Mahaney commends the giant’s results that “beat across the board,” highlighting, “BABA posted strong March Quarter results, beating the Street on Revenue and EBITDA. Key – Core Commerce growth of 46% Y/Y remains robust and driven by strong Marketing Services revenue and solid Commission revenue. Cloud continues to scale while demonstrating hyper-growth in a large TAM.”
For the fourth fiscal quarter of 2017, the giant brought in 38.6b RMB, which marks a 60% year-over-year rise in revenue that includes acquisitions, outperforming both the analyst’s estimate of 37.5B as well as the Street’s forecast of 35.9B, with adjusted EBITDA of 16.6 RMB topping the analyst’s 15.4B and the Street’s 15.6B expectations.
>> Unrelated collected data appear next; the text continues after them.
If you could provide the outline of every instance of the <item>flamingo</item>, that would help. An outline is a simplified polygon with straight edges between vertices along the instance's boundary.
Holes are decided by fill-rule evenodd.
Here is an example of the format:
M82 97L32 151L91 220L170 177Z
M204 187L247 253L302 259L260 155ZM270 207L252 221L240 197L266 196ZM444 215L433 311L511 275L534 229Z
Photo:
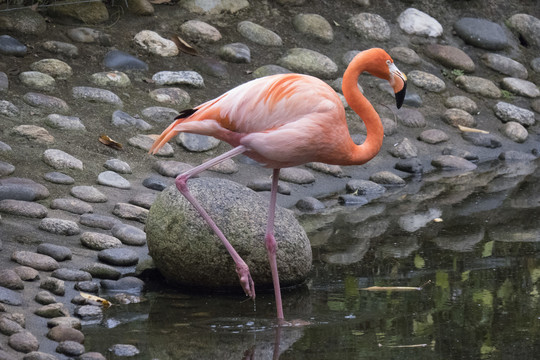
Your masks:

Most of the stellar performance the analyst attributes to core commerce, which drove 82% of revenues this quarter, with Cloud surpassing Mahaney’s expectations but Digital Media & Innovation coming in just under. Marketing Services did great, showing a 46% year-over-year climb, thanks to traffic coupled with clicks volume. As Online Marketing Services ascends, the analyst anticipates forthcoming product updates will only fire up growth further.
Perhaps the one piece of the puzzle that disappointed investors lies in adjusted EBITDA margin of 43%, which while certainly a solid result, took a dip year-over-year. More can be expected from BABA’s Investor Day at the start of next month.
Overall, “Fundamental trends remain impressive – particularly premium growth rates (46% Y/Y) in Core Commerce, as brands/merchants ramp advertise spending on BABA’s massive platform. Further, the Cloud segment continues demonstrating increasing scale (nearly 1MM customers) and hyper-growth (103% Y/Y) while approaching breakeven. Finally, BABA continues to demonstrate high levels of profitability […] These trends are impressive and we think sustainable. We continue to view BABA as a Premium-Growth/Premium-Profit Asset and view the ~40% run-up in shares YTD as fully warranted and current valuation still reasonable,” the analyst concludes with surging confidence behind BABA.
Mark Mahaney has a very good TipRanks score with a 71% success rate and a high ranking of #26 out of 4,560 analysts. Mahaney earns 18.7% in his annual returns. When recommending BABA, Mahaney yields 24.7% in average profits on the stock.
TipRanks analytics demonstrate BABA as a Strong Buy. Based on 12 analysts polled by TipRanks in the last 3 months, 12 rate a Buy on Alibaba stock while 2 maintain a Hold. The 12-month average price target stands at $131.90, marking a nearly 9% upside from where the stock is currently trading.